Electronic Design

Three-Wire Cables Connect Low-Cost, Low-Power Interphone

The "point-to-multipoint" interphone system shown in Figure 1 and Figure 2 utilizes separate three-wire cables to connect one local station to a maximum of six remote stations. Full-duplex voice communications can be initiated either at the local station (by selecting a remote) or a remote station (via its pushbutton). All remote stations are powered directly from the local station.

A low-dropout linear regulator (IC1) generates 5 V of power on the AUDIO line for distribution to the remote stations. By summing this voltage with the small outgoing audio signal, the system eliminates the need for a separate signal cable. Components C36, R44, R45, and C33 determine the audio performance: the gain (1V/13V in this case) is given by R45/(R44 + R45); the input resistance (2k) is given by R44 + R45; the minimum frequency (80 Hz) is given by 0.159/\[C36(R44 + R45)\]; and the maximum frequency (5.2 kHz) is given by 0.159/\[C33 (R44 || R45)\]. C31 prevents oscillation.

SENSE lines 1-6 (one line to each remote) serve dual functions. When the local station selects a remote by pulling low one of the normally high EN lines, U7 drives the corresponding SENSE line high. This delivers power to the remote station's microphone and associated circuitry.

Pressing the pushbutton of a deselected remote, on the other hand, sends an opposite-direction signal on the SENSE line. The pushbutton closure connects the SENSE line to the AUDIO voltage (4.5 V minimum and always present), creating a logic-high level that tells the local station (via one of its MON lines) which remote station is calling. RPACK2 and RPACK3 serve as protection networks.

When a remote station receives power on its SENSE line, the current drawn from that SENSE line, flowing from the local station via transistor Q7 and the VDD terminal of U7, enables the Q7/Q6 current mirror to act as a mixer stage for audio arriving from the remote station.

Op-amp U1A and the R5/R4/C3 network generate a fixed voltage that polarizes the preamplified microphone X1 in Figure 2. The microphone signal is coupled by C4 to op-amp U1B. U1B is configured as an inverting amplifier with load (R8), but it operates as a transconductance amplifier. Because U1 is a micropower device with negligible quiescent current, its supply current is virtually identical to its output current (the signal current in R8).

Thus, the VDD terminal of U1 (pin 8) serves as the output of a transconductance amplifier, driving audio current via the SENSE line, U7 (in Figure 1), and Q7. The Q7 current is mirrored to the collector of Q6, where R46 converts it to an audio voltage. The values shown for R46 and C34 set the upper frequency of this audio signal at 7.2 kHz. The R46 value (246 ohms) allows no more than two remote stations to be driven simultaneously.

U2 and U3 (in Figure 2) implement the remote station's audio output. U2 regulates the AUDIO line's dc component, producing a fixed output determined by R13 (two resistors can replace this potentiometer).
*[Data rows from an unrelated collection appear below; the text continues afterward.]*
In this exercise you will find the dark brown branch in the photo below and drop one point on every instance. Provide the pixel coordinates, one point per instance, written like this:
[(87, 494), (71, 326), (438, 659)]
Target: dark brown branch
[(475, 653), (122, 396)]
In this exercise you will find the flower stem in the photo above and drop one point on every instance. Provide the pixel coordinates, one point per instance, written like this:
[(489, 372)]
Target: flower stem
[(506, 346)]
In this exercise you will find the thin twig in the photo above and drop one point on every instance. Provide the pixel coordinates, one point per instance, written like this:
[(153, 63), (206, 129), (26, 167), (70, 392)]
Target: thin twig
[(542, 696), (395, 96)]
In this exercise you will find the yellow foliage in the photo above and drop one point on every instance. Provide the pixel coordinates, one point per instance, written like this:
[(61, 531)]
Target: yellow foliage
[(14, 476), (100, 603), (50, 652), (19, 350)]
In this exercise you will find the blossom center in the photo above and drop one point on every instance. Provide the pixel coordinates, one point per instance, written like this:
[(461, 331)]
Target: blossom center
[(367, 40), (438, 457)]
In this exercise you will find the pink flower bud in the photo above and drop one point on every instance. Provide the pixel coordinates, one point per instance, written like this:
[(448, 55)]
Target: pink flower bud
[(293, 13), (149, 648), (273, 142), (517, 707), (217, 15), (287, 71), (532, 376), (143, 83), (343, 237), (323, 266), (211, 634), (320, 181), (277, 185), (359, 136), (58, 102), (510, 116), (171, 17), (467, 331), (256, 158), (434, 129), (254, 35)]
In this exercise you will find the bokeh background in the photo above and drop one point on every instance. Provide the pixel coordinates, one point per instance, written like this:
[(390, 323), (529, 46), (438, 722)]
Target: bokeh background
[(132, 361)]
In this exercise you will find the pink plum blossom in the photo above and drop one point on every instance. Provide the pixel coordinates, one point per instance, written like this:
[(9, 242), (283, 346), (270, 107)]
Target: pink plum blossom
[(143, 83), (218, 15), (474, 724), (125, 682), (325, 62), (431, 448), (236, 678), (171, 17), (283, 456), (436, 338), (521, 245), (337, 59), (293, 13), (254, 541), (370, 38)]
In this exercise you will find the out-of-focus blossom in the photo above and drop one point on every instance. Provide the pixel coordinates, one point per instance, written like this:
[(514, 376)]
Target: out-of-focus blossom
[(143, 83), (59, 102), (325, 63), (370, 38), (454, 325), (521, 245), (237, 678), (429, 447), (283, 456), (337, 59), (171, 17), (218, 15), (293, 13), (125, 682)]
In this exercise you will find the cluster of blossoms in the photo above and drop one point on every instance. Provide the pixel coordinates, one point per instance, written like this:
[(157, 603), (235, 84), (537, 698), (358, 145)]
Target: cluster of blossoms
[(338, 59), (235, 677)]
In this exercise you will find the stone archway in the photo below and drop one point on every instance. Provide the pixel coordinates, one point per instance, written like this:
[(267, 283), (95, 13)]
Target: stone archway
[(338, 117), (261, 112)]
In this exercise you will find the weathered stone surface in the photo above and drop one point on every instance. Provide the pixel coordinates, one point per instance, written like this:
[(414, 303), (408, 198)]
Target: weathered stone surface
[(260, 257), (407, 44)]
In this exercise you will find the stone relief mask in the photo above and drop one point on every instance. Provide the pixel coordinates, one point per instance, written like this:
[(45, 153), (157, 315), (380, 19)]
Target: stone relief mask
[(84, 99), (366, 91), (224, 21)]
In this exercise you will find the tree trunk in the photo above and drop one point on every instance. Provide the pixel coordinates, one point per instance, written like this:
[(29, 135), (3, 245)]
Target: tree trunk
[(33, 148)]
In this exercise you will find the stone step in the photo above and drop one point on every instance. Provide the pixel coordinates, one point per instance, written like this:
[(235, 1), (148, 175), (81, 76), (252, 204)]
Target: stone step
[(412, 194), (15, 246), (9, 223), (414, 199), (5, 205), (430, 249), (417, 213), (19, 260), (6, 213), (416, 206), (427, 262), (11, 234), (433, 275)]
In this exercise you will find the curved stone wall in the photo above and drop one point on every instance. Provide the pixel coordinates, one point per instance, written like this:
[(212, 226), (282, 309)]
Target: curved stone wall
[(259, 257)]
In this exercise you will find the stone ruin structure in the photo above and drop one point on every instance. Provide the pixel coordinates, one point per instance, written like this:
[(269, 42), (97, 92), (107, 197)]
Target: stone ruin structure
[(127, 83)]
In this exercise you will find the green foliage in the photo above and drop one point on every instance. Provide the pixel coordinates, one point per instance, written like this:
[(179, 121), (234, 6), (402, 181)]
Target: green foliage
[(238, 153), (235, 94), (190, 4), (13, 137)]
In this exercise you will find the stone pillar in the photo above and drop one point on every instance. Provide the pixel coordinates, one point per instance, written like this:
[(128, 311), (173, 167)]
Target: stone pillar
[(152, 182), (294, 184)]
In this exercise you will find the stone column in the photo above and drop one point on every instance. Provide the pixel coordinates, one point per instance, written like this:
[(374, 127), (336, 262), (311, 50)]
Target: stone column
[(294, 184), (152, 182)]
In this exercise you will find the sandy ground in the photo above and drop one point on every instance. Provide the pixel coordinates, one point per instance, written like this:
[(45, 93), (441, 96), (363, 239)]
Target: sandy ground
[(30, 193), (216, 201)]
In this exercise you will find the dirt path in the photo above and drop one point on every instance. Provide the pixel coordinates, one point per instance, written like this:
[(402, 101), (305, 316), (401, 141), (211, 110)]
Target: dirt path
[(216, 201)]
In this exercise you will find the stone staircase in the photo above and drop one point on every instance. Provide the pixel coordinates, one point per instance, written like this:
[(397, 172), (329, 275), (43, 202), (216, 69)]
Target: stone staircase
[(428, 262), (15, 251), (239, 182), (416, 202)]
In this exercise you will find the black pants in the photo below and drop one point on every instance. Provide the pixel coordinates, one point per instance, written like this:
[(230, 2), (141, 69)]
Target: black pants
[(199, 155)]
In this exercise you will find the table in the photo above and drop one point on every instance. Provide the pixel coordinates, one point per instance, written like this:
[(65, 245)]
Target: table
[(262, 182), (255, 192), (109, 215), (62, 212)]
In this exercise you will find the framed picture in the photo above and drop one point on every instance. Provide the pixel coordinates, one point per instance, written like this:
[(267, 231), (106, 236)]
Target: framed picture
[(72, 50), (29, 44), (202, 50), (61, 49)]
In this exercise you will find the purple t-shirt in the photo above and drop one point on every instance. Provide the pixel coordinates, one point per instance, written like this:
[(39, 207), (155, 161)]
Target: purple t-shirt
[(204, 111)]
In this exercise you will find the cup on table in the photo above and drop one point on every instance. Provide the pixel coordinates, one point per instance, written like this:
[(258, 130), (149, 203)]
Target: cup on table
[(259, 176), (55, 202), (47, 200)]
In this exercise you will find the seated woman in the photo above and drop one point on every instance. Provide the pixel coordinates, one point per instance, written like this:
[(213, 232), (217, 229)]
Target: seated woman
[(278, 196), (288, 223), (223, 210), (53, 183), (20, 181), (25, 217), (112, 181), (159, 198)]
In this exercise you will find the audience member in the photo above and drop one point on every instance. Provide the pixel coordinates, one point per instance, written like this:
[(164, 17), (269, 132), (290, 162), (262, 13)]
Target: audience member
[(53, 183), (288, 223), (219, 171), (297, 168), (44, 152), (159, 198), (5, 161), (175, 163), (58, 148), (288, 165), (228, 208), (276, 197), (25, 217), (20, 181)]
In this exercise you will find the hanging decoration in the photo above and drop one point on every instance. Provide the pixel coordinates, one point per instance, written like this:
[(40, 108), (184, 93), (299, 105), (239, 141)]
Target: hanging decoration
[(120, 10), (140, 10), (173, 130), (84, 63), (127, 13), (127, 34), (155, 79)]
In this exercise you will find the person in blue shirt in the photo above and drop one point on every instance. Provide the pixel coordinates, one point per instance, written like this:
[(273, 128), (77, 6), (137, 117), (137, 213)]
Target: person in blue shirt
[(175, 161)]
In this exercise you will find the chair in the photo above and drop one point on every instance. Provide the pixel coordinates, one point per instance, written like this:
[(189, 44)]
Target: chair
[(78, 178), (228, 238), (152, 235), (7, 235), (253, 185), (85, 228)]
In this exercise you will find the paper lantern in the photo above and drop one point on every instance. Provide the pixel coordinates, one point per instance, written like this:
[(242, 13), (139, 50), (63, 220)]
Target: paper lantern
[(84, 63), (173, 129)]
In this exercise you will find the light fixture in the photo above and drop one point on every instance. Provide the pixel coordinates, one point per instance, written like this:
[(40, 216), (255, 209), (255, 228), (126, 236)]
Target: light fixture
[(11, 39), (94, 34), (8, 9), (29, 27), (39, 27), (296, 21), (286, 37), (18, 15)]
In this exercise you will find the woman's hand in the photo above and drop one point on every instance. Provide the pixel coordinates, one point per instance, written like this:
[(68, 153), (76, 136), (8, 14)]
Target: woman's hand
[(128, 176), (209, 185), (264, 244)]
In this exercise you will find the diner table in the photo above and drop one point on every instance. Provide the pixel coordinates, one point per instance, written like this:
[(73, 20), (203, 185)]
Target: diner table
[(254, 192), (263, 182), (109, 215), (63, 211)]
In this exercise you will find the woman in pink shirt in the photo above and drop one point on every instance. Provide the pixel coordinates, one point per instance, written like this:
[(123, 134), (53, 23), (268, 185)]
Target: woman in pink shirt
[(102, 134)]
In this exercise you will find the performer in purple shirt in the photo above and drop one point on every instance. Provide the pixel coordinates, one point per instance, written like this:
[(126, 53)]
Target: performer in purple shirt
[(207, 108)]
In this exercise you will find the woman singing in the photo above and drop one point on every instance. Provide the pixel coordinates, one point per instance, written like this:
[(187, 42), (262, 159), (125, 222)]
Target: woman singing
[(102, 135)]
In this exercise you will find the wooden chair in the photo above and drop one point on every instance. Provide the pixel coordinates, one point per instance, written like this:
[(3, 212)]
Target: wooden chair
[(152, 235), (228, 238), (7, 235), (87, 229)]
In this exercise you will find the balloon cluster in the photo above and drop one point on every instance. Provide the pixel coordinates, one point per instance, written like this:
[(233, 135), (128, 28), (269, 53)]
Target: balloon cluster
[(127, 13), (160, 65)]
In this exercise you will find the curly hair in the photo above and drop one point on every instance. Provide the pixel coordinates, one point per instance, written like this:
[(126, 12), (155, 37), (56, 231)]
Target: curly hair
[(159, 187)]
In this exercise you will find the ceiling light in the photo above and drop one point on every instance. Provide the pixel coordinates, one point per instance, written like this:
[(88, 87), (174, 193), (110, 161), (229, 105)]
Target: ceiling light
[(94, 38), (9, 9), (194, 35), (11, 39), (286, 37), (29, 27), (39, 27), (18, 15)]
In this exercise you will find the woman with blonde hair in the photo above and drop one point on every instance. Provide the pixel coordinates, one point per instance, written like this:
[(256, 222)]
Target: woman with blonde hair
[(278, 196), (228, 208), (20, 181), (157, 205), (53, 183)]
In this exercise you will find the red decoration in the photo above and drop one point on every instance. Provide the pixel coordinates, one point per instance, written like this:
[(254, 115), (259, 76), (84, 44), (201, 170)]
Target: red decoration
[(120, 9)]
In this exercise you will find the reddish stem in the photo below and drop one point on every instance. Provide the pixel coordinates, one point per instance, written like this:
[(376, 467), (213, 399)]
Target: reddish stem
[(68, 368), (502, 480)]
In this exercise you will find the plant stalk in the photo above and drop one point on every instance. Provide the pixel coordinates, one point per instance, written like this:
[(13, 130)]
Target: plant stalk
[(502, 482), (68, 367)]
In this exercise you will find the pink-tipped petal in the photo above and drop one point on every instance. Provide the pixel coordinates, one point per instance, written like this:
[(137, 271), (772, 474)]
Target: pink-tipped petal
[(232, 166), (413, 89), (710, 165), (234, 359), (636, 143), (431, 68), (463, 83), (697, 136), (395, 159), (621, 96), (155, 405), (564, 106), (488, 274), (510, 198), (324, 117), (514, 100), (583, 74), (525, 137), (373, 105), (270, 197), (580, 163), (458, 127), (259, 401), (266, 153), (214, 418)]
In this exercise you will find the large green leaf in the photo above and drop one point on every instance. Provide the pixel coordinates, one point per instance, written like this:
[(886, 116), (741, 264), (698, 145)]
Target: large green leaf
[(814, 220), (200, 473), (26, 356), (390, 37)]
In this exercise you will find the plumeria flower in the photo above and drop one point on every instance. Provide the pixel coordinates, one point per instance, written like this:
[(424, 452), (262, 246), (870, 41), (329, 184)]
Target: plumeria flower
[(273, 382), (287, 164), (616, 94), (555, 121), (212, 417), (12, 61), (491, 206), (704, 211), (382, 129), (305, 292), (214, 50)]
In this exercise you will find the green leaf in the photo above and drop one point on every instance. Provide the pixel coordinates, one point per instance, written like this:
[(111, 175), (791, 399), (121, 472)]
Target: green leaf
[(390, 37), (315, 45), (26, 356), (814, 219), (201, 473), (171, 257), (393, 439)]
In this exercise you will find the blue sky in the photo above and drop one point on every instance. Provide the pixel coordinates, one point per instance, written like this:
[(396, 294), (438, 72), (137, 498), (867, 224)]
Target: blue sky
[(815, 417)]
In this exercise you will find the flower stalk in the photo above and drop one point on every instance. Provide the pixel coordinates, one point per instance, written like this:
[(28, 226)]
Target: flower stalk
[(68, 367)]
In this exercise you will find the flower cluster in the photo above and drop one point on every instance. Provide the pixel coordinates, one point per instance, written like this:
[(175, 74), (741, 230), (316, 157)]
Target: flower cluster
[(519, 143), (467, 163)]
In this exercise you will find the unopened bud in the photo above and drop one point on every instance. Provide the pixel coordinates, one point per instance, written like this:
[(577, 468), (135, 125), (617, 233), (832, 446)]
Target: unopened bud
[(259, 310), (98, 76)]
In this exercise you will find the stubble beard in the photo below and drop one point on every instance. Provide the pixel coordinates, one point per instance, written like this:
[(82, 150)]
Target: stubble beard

The regulated output should be as high as possible to achieve maximum audio-output power. The voltage between U3's input and output should never be less than the sum of the maximum signal amplitude and U2's minimum dropout voltage.

U3 serves as a power amplifier (PA) that develops 80 mW with a 25-W load. R9 and R12 set the PA's dc output at one-half the U2 output while attenuating the audio to 40% of its incoming value. Because the PA gain is about 20 V/V, the input audio should be about 200 mV p-p to achieve the maximum output power (80 mW and 4 V p-p). C7 minimizes power drawn through the cable by smoothing peaks in the input audio signal.

Note that a low on the SENSE signal lowers the remote-station power consumption to zero by disabling U2 and removing power from the upper section of Figure 2. The 9.1-V zener diodes D1 and D3 provide overvoltage protection for the circuit.